Fitch affirmed Japan’s Long-Term Foreign-Currency Issuer Default Rating (IDR) at “A”, but downgraded the outlook to negative from stable. The rating agency said: “The coronavirus pandemic has caused a sharp economic contraction in Japan, despite the country’s early success in containing the virus… The Negative Outlook reflects that the higher debt ratio and downside risks to the macroeconomic outlook will nevertheless exacerbate the challenge of placing the debt ratio on a downward path over the medium term.”

Fitch also projects the economy to contract by -5% in 2020, before rebounding to 3.2% growth in 2021 “due partly to the low base effect”. GDP would not recover to pre-pandemic level until 4Q21. The gross general government debt ratio will rise by 26% in 2020 to around 259% of GDP and stabilize just above 260% in 2021-22. General government deficit would surge to 14.3% of GDP in 2020, up from 3.1% in 2019, then drop back to 10.9% in 2021 and 5.3% in 2022.

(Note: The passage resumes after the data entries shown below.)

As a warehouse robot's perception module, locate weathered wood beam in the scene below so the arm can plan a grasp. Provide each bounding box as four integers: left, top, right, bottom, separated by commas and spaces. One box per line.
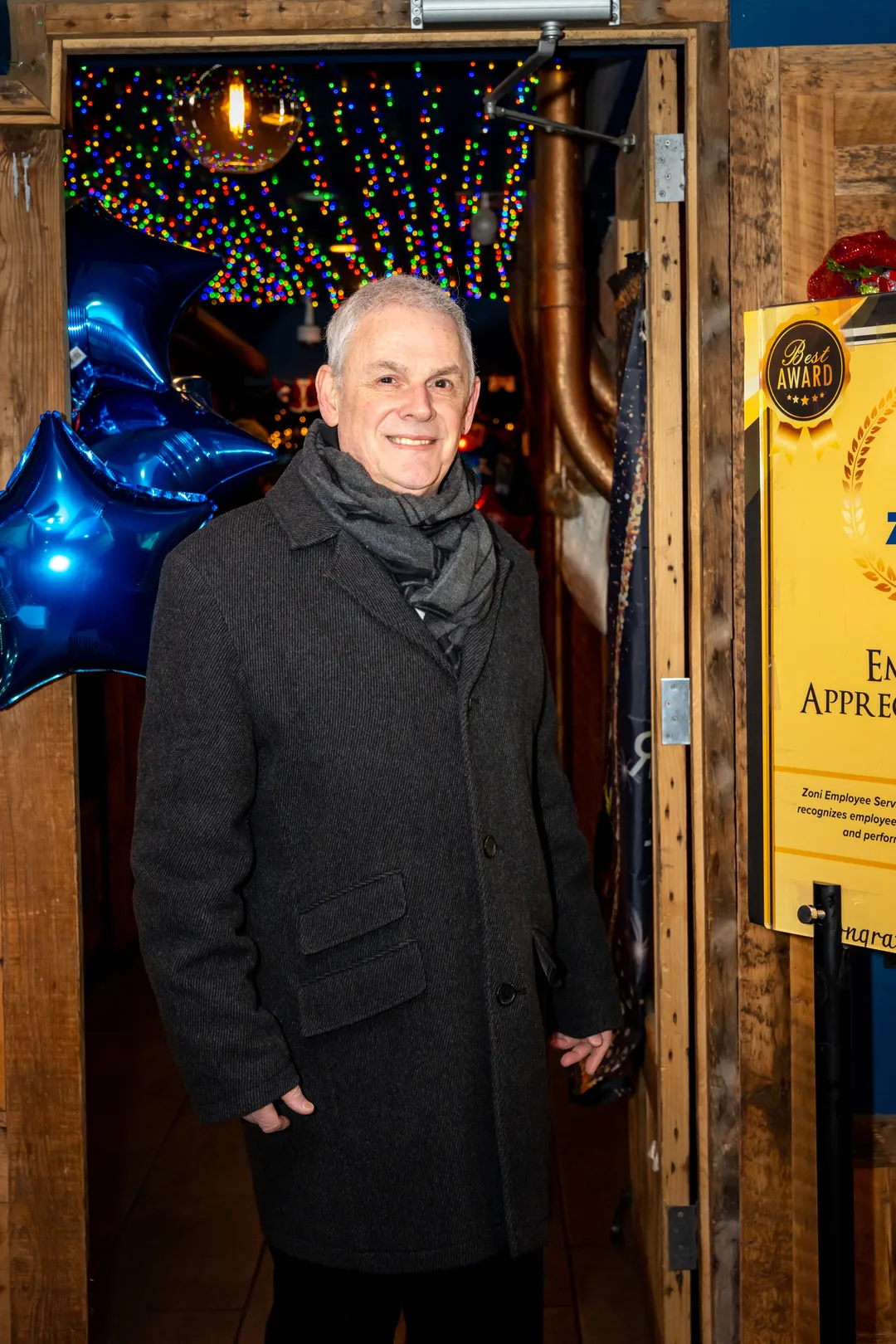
731, 48, 794, 1344
0, 126, 87, 1344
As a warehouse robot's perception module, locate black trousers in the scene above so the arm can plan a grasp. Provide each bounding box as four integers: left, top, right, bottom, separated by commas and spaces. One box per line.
265, 1249, 544, 1344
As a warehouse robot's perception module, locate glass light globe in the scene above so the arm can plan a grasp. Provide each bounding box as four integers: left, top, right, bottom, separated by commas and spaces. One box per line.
470, 197, 499, 247
171, 66, 302, 173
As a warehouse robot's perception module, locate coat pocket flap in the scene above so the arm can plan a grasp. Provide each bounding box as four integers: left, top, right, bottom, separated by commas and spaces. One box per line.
298, 872, 407, 956
298, 942, 426, 1036
532, 928, 562, 989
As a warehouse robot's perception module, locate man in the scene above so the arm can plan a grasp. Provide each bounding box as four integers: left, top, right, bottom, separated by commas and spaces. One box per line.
133, 275, 618, 1344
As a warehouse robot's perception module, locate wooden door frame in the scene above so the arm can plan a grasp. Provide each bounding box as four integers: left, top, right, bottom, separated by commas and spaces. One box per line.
0, 0, 739, 1344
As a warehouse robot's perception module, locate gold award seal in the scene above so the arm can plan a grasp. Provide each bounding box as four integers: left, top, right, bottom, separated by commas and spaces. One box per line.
762, 317, 849, 458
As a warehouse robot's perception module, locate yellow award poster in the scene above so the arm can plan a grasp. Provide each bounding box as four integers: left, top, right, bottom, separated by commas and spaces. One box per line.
744, 295, 896, 950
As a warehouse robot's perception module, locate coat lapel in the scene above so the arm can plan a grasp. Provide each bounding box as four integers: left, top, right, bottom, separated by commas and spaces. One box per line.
460, 542, 510, 695
265, 460, 510, 695
326, 531, 454, 677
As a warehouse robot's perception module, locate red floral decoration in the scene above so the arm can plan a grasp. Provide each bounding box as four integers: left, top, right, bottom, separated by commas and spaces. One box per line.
806, 228, 896, 299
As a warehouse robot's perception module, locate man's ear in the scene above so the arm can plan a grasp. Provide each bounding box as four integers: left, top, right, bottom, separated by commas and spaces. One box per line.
314, 364, 338, 425
460, 377, 482, 434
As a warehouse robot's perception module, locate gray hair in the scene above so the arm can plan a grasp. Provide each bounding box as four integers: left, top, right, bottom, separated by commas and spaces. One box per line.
326, 274, 475, 390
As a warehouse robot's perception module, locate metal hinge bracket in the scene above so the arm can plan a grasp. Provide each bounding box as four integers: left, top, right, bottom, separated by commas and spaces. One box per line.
669, 1205, 697, 1274
653, 136, 685, 206
660, 676, 690, 747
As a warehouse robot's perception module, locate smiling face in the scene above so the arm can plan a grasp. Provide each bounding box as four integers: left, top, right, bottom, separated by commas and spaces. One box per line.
317, 304, 480, 494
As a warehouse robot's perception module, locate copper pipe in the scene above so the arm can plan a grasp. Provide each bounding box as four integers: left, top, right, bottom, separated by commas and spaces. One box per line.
536, 67, 612, 497
588, 341, 619, 425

The rating agency also expects BoJ to maintain current interest-rate setting through “at least the end of 2022” under the YCC framework. It expects BoJ to “refrain from” cutting interest rate further because of the impact on “bank profitability”. Rather, “an extension of temporary quantitative easing programmes beyond their expiry in March 2021 or refinements to its forward guidance remain more likely.” Fitch also projects headline CPI of -0.6% at the end of 2020 and turns marginally positive in 2021.

Australia CPI dropped -1.9% qoq in Q2, biggest fall in 72 year of history

Australia CPI plunged -1.9% qoq in Q2, slightly above expectation of -2.0% qoq. That’s still the largest quarterly fall in the 72 year history of the data. Annually, CPI turned negative to -0.3% yoy, down from Q1’s 2.2% yoy. It’s only the third time annual inflation turned negative since 1949. The previous times were in 1962 and 1997-98.”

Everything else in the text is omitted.